O corte de R$ 5,6 bilhões nas emendas não foi bem digerido por boa parte dos deputados, que consideram a decisão de Lula como mais uma quebra de acordo com o Congresso Nacional, conforme explicou o líder do Partido Liberal, Altineu Côrtes (RJ), à Gazeta do Povo.
"Esse foi um orçamento aprovado praticamente por unanimidade, com todos os partidos, inclusive da base do governo, com participação de ministros e técnicos", disse o líder. Segundo Côrtes, caso o veto não seja reavaliado, o governo estará desonrando a palavra, o que seria mais um "absurdo" na relação com o Congresso.
Parlamentares prometem derrubar veto se não houver recomposição dos recursos
A reação à nova mexida nas emendas, tão caras para deputados e senadores, principalmente porque diminui o valor que parlamentares têm para atender as necessidades de prefeitos e governadores em ano de eleições municipais, veio logo após o anúncio da tesourada. Há insatisfação entre parlamentares do Centrão e da oposição.

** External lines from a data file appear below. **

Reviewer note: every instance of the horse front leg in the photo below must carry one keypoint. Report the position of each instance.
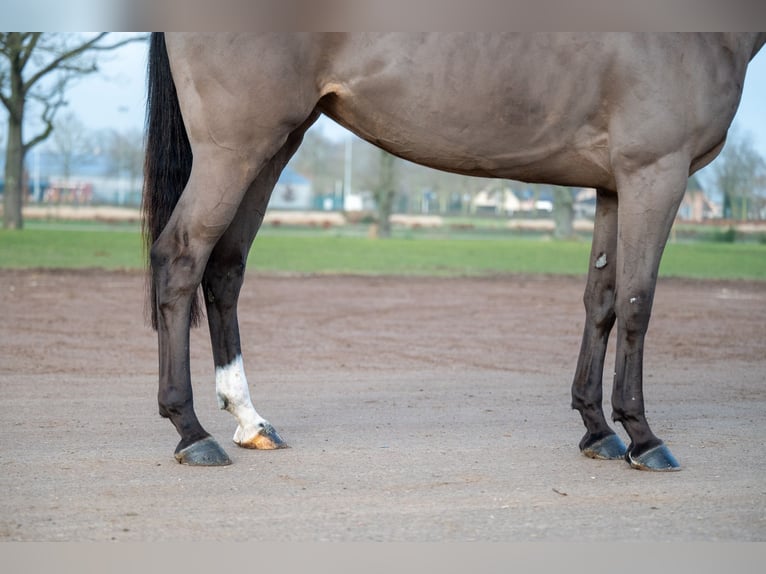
(648, 203)
(599, 441)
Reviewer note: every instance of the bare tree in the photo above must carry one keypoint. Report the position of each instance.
(385, 192)
(70, 142)
(35, 71)
(738, 173)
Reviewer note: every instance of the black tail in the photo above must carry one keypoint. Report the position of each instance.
(167, 161)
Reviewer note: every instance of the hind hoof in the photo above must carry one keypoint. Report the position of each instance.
(205, 452)
(610, 447)
(658, 458)
(266, 438)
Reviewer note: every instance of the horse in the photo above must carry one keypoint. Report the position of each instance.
(631, 115)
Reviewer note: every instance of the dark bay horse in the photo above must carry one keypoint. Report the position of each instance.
(632, 115)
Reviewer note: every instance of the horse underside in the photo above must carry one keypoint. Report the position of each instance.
(571, 111)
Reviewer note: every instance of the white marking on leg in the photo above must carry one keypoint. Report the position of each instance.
(234, 396)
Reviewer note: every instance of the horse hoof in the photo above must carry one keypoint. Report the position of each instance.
(610, 447)
(205, 452)
(265, 439)
(658, 458)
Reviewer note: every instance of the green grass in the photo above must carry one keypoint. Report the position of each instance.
(70, 248)
(51, 246)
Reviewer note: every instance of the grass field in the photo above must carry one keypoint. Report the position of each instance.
(102, 246)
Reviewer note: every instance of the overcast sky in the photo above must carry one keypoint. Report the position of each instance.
(115, 97)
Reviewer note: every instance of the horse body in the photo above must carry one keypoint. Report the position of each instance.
(631, 115)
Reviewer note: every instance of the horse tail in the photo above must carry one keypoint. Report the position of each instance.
(167, 161)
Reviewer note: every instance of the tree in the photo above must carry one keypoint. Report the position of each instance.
(563, 212)
(70, 142)
(35, 71)
(738, 174)
(385, 192)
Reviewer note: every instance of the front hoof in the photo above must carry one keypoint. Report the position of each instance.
(610, 447)
(658, 458)
(265, 439)
(205, 452)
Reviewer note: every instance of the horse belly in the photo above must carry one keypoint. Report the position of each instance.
(465, 105)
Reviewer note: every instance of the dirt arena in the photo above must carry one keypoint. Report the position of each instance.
(417, 410)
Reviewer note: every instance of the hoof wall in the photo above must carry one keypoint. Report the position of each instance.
(205, 452)
(608, 448)
(658, 458)
(267, 438)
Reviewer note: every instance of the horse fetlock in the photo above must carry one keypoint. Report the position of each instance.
(262, 436)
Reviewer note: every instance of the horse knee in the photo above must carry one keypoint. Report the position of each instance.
(223, 280)
(634, 312)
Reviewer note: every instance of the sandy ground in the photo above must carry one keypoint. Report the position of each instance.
(417, 410)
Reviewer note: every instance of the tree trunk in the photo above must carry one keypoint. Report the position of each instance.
(13, 196)
(385, 193)
(563, 212)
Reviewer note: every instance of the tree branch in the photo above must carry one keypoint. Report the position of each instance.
(57, 62)
(28, 50)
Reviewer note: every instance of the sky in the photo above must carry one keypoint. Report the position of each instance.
(115, 97)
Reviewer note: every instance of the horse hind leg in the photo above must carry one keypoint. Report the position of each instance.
(179, 257)
(600, 441)
(222, 283)
(649, 200)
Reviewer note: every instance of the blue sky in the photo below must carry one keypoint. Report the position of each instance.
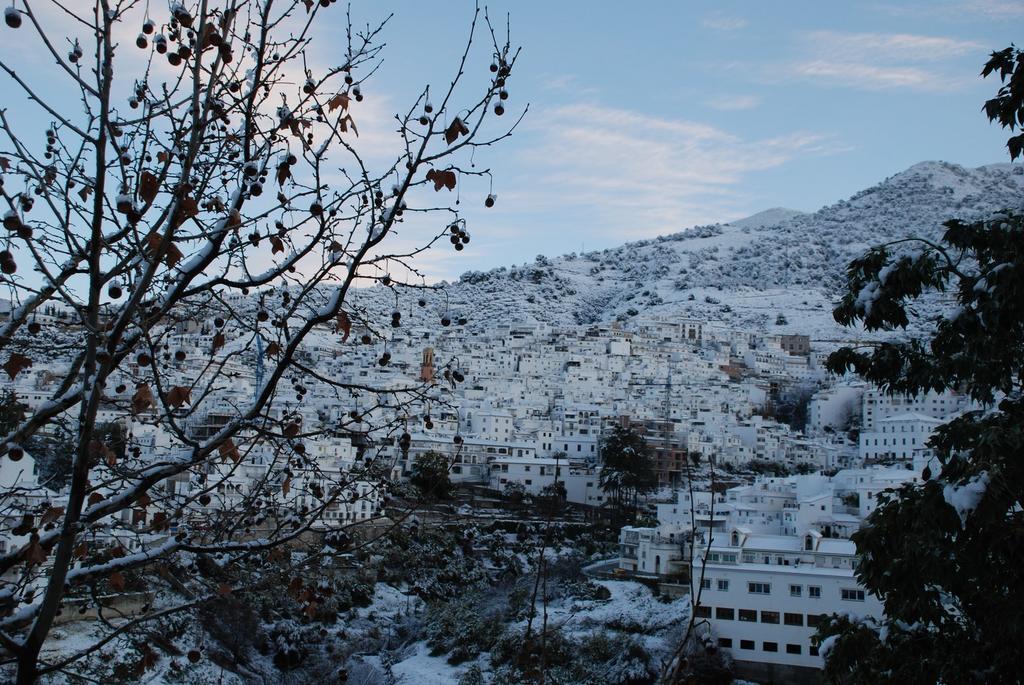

Na avaliação do líder do PL, Altineu Côrtes, não há o que fazer a não ser derrubar o veto de Lula caso o governo não volte atrás. "Infelizmente esse governo não tem cumprido os acordos com o Congresso Nacional. Isso é uma péssima sinalização, de que está começando o ano muito mal", concluiu Côrtes.
Vice-líder do Governo na Câmara, o deputado José Nelto (PP-GO) é mais um que não esconde a insatisfação com a interferência do presidente da República no Orçamento da União, que é aprovado por deputados e senadores, após muita discussão. "Mais um veto que será derrubado", garantiu o deputado, que também não gostou nada da decisão de Lula de derrubar o calendário fixado pelos parlamentares para o pagamento das chamadas emendas impositivas, de pagamento obrigatório, que "azedou" a relação entre os poderes logo no início de 2024.
O relator da Lei Orçamentária de 2024, deputado Luiz Carlos Motta (PL-SP), citou a justificativa do governo para o corte, de queda na receita e no índice da inflação (IPCA), para reduzir o montante de R$ 16,6 bilhões para R$ 11 bilhões destinados as emendas das comissões permanentes da Câmara e do Senado, e batizadas de RP8.
"Nós temos que achar uma solução para que esses vetos não causem prejuízos ao orçamento", advertiu Motta, que terá uma reunião com a ministra do Planejamento, Simone Tebet, na próxima semana, para debater o assunto.
Mesmo apostando na possibilidade de achar uma saída para que deputados e senadores não sejam prejudicados pelo corte, o relator admite que, se não encontrarem uma solução, há chance de o veto ser derrubado.
Para o deputado Joaquim Passarinho (PL-PA), mesmo com o Congresso esvaziado devido ao recesso, o clima de descontentamento é grande entre os parlamentares, que deverão se articular na volta aos trabalhos para derrubar o veto do presidente ao valor destinado às emendas de comissão.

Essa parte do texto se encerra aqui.